Il premier paga il no ad Ala di dicembre. Adesso ogni votazione è una lotteria

Senza i verdiniani e ostaggio della sinistra: al Senato è un governo di minoranza

Roma - A pensarci ora per il premier Paolo Gentiloni nello scorso dicembre, all'atto della formazione del governo, sarebbe stato meglio imbarcare il gruppo Ala-Scelta Civica per garantirsi numeri solidi a Palazzo Madama. L'azzardo di allora oggi è costato lo stop allo ius soli e di fatto la certificazione che una maggioranza politica non esiste più. Il gruppo creato nei due rami del Parlamento da Denis Verdini e da Enrico Zanetti, invece, avrebbe potuto fare comodo visto che ha approvato provvedimenti liberal come il divorzio breve e le unioni civili. Soprattutto in Senato dove può contare su 14 elementi.

Ora a Palazzo Madama si ballerà su tutto e la golden share sulla crisi di governo sarà nelle mani dell'opposizione (sia ufficiale che ufficiosa come quella di Mdp) che, di volta in volta, dovrà essere accontentata. Mettendo insieme i numeri di Pd (99 senatori), alfaniani (25), minoranze linguistiche (18) e bersaniani (16) si arriva a 158 unità, tre in meno della maggioranza assoluta di 161 a Palazzo Madama. Un incidente di percorso può sempre accadere anche se, in primo luogo, raramente i senatori sono tutti presenti e la maggioranza può perciò serrare i ranghi e, in seconda battuta, non sono rari i casi in cui giunge un «soccorso» da parte dei gruppi meno ostili come la stessa Ala-Sc o Gal.

Sarebbe bastato garantire loro qualche strapuntino per garantirsi altri sei mesi di navigazione serena. Il mistero sul perché dell'esclusione-choc resta fino a oggi. In un'intervista al Corriere del 20 giugno scorso fu lo stesso Verdini a incolpare Renzi della sua esclusione affermando che Matteo «voleva un governo fragile», speranzoso com'era di andare alle elezioni quanto prima (frase smentita ma verosimile). Questa versione non trova, però, riscontri in Avanti, il nuovo libro dell'ex premier, ove Verdini viene citato poco e nulla e, in particolare, non viene nemmeno ringraziato per il lavoro svolto. Senza lui, però, il governo Renzi avrebbe fatto la stessa fine di quello Gentiloni. Tant'è vero che l'attuale presidente del Consiglio aveva riservato ad Ala-Sc la Farnesina, all'ultimo momento assegnata ad Angelino Alfano.
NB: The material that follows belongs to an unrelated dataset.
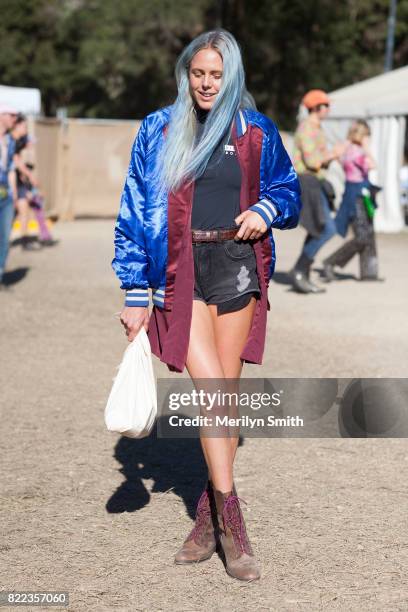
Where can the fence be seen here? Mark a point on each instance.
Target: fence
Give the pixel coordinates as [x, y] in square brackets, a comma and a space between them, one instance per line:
[82, 164]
Resta da capire, però, perché un esecutivo che a Palazzo Madama potrebbe contare su un pacchetto di voti oscillante tra 170 e 177 (quando tutti i verdiniani sono di buonumore) si sia ridotto in queste condizioni. La causa principale è stata la «grande fuga» da Area Popolare che ha perso qualche unità in virtù della nascita della Federazione della Libertà di Quagliariello e Augello. Smottamenti che sono destinati a proseguire e che Verdini aveva preconizzato il mese scorso accennando a «un nuovo soggetto nel quale sciogliersi». A ben guardare quell'intervista, che rimane l'ultima esternazione ufficiale dell'ex plenipotenziario berlusconiano, è stata profetica anche per Ala, in procinto di scomparire visto il clima da «si salvi chi può» che si respira in Senato. Solo il senso di responsabilità del Cav ha finora evitato lo smottamento della maggioranza (anche perché non tutti i «cavalli di ritorno» sarebbero candidati).

Senza il tanto vituperato Denis in questo Senato non ci sono maggioranze, ma soprattutto il Pd di Renzi e Gentiloni è condannato a restare ostaggio della sinistra massimalista.